Create a library with that name that does nothing, or logs errors for any entry points. Why is something being shipped that is insecure. I understand that the builds have to be changed. But the library could be replaced with a skeleton right now, can't it?
And maybe we would see that its not quite as in-active as people think.

There are two distinct part of SSL/TLS; encryption and authentication. In this case it's only the authentication portion that has an issue, not the encryption portion. There are several places in which GnuTLS is used for encryption but not authentication such as MTA (email) transfers over TLS (at least most of the time).

As for why GnuTLS exists, AFAIK it's mainly because of licensing issues -- compiling a GPLv2+ program against OpenSSL gets into licensing troubles, so there needed to be a GPL compatible alternative.

Comment Re:Old news (Score 2) 144

Most Linux distributions use OpenSSL for TLS. Even if a program links to GnuTLS, it may not use GnuTLS for certificate validation, and if it doesn't, then it's not affected by this bug (one example is Google Chrome).
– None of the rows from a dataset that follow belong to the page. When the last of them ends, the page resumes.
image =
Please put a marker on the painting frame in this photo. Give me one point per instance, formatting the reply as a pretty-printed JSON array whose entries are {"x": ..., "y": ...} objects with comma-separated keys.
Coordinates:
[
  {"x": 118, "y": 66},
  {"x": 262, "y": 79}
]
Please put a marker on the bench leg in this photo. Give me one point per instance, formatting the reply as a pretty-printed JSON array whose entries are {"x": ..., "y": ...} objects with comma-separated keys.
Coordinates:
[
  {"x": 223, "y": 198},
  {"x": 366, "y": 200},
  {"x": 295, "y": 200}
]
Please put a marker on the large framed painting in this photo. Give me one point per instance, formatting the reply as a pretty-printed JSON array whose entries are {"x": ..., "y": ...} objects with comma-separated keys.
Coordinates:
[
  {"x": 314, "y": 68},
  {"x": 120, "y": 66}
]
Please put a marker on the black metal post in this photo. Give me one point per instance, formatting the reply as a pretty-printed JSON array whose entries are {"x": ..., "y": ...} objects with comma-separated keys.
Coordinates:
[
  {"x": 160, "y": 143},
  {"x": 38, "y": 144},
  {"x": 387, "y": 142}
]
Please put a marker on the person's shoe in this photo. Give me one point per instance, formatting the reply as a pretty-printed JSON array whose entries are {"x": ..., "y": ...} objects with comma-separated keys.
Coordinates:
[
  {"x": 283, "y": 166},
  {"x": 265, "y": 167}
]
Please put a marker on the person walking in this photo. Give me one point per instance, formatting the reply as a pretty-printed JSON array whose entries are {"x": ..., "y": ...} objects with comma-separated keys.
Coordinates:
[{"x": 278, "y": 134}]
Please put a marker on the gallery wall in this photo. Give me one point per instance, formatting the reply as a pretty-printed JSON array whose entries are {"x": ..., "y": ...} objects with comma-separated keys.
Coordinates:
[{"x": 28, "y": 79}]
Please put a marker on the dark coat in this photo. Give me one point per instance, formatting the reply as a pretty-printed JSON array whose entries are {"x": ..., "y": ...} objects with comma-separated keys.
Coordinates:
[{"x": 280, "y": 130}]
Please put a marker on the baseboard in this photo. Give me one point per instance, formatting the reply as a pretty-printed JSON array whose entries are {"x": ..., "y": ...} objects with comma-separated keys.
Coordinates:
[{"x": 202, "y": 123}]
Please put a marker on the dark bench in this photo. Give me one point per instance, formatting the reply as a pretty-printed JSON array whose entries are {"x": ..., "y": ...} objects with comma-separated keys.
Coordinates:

It's not like iOS where everything is required (by App Store rules) to use SecureTransport.

Another (non-issue) example is MTA (email) transfers; typically on Linux systems MTAs such as Exim use GnuTLS for TLS transfers, but purposely don't do certificate verification (but can be specifically configured to do so).

This is still a serious security issue for anything that does use GnuTLS for certificate verification of course, but off the top of my head I don't have a specific example of where this is done on the Linux platform. [There probably is an example to be found somewhere though.]